What a giant in Podiatric Surgery and Life. We have had a long history together going back to the late 60’s. He was creating a huge Surgical program at Northlake Hospital, and I was the New Chairman of the Department of Surgery at CCPM and Podiatry Hospital.  

It became a race to see the West Coast vs the Midwest creation of Podiatric Surgical Education. During that time, we became great friends and colleagues. Together, I think we changed the direction of Podiatric Surgical Education and had great respect for one another. 

Lowell was, is and always will be the champion of surgical innovation, education, and a guiding light for the now and future of Podiatric Surgery. Hard to bear witness to his struggle with a vicious disease. In life, we have doers and followers, Lowell’s followers are legend.

I would not be where I have been for over fifty years either professionally nor personally had it not been for my friend and colleague Lowell Weil, Sr. and I have great affection for him and his family.

I have had the distinct honor to call Dr Weil Sr both my colleague and my father-in-law. As a professional he was the consummate pioneer, entrepreneur, innovator, mentor, and role model.   Some of my fondest professional memories are being with Dad in the OR and going to conferences with him. Personally, family always came first no matter how busy he was. He taught us the art and importance of work/life balance- and he did it brilliantly.  

Dedication to My Teacher

Little did I know that being accepted to the Northlake Hospital Residency Program in 1975 would have such a positive impact on my life. As the director of this program, Dr Weil created an educational experience that gave me the surgical expertise to move forward in private practice with the competence and surgical judgement that served my patients well and allowed me to find success and joy in my career.

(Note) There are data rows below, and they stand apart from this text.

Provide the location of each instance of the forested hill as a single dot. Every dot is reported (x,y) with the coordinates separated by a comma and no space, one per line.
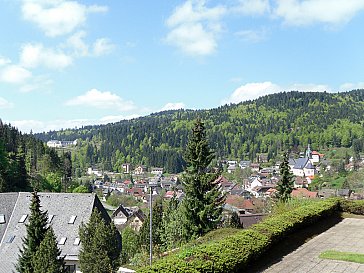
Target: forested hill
(270,124)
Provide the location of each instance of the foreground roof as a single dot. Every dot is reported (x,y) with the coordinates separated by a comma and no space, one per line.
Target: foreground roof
(66,212)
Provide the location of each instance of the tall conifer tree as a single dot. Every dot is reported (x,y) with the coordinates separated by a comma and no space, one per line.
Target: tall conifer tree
(203,201)
(100,251)
(36,230)
(285,185)
(48,258)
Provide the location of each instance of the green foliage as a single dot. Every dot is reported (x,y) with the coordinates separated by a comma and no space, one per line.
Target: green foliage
(271,124)
(100,245)
(130,243)
(285,185)
(144,233)
(39,252)
(354,207)
(234,252)
(126,200)
(203,200)
(48,258)
(80,189)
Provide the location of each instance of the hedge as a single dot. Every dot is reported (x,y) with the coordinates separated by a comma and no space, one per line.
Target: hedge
(354,207)
(233,253)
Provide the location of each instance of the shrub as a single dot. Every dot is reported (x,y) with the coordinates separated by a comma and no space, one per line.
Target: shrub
(234,252)
(351,206)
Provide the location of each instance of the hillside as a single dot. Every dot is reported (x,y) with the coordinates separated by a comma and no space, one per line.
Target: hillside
(270,124)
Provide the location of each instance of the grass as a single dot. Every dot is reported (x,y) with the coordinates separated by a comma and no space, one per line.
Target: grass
(342,256)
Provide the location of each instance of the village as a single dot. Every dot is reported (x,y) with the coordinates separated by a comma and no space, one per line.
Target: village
(249,188)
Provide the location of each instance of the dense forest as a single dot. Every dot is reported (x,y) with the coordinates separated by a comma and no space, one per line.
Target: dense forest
(26,163)
(270,125)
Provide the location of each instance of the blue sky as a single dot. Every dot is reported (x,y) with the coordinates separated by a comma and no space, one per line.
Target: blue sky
(70,63)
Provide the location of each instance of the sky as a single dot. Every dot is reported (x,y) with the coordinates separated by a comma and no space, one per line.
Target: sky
(69,63)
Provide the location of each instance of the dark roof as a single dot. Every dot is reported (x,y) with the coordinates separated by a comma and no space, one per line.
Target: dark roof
(301,163)
(63,206)
(7,203)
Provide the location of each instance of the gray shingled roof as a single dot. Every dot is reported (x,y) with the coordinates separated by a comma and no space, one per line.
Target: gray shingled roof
(62,206)
(300,163)
(7,203)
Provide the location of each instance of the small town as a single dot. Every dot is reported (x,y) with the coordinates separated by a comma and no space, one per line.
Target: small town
(186,136)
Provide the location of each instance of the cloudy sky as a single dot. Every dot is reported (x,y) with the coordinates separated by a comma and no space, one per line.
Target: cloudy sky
(68,63)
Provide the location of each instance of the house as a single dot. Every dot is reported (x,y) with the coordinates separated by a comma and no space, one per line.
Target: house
(140,170)
(126,168)
(128,216)
(156,171)
(231,168)
(66,211)
(304,193)
(303,167)
(244,164)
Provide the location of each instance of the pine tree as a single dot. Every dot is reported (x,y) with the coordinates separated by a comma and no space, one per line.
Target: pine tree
(203,201)
(36,231)
(48,257)
(285,185)
(100,249)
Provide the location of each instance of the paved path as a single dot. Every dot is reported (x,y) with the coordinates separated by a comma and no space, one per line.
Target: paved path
(347,235)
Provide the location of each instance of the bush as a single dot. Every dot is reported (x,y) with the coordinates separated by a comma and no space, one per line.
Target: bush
(234,252)
(351,206)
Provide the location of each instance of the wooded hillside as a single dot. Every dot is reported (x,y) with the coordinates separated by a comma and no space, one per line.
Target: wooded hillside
(270,124)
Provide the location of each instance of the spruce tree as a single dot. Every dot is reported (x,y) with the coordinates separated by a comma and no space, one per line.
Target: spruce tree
(36,230)
(203,201)
(285,185)
(100,245)
(48,257)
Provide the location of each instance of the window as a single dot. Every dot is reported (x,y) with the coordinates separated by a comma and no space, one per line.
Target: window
(10,239)
(70,268)
(23,218)
(76,242)
(62,241)
(72,219)
(2,219)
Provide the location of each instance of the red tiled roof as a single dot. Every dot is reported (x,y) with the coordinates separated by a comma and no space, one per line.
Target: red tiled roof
(303,192)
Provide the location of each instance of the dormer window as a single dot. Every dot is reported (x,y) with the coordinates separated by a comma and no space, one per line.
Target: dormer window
(76,242)
(62,241)
(23,218)
(72,219)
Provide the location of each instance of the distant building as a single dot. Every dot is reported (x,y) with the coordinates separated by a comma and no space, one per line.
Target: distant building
(156,171)
(66,211)
(61,144)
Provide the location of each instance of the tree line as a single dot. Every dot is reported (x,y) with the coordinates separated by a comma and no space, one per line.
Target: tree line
(271,124)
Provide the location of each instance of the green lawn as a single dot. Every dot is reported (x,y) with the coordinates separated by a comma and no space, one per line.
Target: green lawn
(342,256)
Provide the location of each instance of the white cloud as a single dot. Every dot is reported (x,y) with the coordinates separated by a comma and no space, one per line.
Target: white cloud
(34,55)
(193,39)
(252,7)
(4,104)
(77,44)
(351,86)
(306,12)
(37,126)
(57,17)
(4,61)
(251,91)
(253,36)
(14,74)
(173,106)
(101,100)
(194,28)
(102,46)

 Residents expect to learn surgical skills and techniques to assure successful outcomes. However, Dr Weil, through his own demeanor and behavior, emitted a sense of confidence and assurance both in the operating room and with patients that I have tried to copy. As an extern, I trembled in the operating room as he would say "justify your presence Zlotoff". I would grab a retractor off the back table and find something, anything, to retract! 

Once in private practice, I also realized how difficult it is to hand over a scalpel to a resident and guide them through an operation on your private patients! Knowing that any mistakes might compromise the success of the operation or complicate the post operative care floated in my mind. But Dr Weil made this commitment to my education and I felt the need to pay it forward as I trained residents over the past thirty five years.

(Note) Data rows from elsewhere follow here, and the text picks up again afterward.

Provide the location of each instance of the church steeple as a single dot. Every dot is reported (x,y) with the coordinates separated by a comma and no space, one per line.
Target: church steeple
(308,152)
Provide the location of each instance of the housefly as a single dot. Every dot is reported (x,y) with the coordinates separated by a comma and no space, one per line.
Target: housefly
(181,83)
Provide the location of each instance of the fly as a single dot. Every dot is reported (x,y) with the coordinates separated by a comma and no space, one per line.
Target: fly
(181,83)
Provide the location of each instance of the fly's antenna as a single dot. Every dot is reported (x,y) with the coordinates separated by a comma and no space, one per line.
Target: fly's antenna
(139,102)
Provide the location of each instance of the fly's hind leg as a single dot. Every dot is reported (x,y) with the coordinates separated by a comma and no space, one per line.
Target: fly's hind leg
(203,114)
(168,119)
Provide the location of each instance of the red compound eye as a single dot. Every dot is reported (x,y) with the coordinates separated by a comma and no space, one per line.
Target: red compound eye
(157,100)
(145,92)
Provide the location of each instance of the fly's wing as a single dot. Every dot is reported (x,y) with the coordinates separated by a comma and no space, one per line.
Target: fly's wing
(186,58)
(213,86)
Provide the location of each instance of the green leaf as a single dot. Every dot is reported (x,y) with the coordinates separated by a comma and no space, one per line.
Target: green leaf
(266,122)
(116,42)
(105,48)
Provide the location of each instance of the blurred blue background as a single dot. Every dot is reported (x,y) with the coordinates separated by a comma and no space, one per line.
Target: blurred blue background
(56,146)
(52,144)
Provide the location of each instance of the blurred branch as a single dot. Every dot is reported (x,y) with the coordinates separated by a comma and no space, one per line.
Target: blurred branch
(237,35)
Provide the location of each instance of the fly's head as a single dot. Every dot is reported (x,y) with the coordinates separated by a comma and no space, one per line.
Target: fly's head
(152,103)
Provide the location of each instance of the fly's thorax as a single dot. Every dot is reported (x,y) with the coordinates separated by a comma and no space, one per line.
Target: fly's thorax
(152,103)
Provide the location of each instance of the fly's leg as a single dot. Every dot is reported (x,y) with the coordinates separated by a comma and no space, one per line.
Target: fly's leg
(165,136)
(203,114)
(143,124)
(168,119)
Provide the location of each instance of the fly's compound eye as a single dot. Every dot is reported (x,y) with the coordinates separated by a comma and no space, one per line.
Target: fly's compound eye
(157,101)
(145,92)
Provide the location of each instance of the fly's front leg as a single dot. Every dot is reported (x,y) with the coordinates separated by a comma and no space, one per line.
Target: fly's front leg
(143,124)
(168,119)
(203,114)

 If that wasn't enough, I have come to see him as a friend and family man where he is again a powerful influence in my life. We share our love of family, friends and loyalty to those who fill our days with blessings. I am a very lucky man to have him as part of my life. To thank him seems trivial but to let everyone know what kind of a man he is as a doctor and friend seems like the least I can do. I can only pray that he finds peace and comfort as he and his family share the battle against Alzheimers Disease.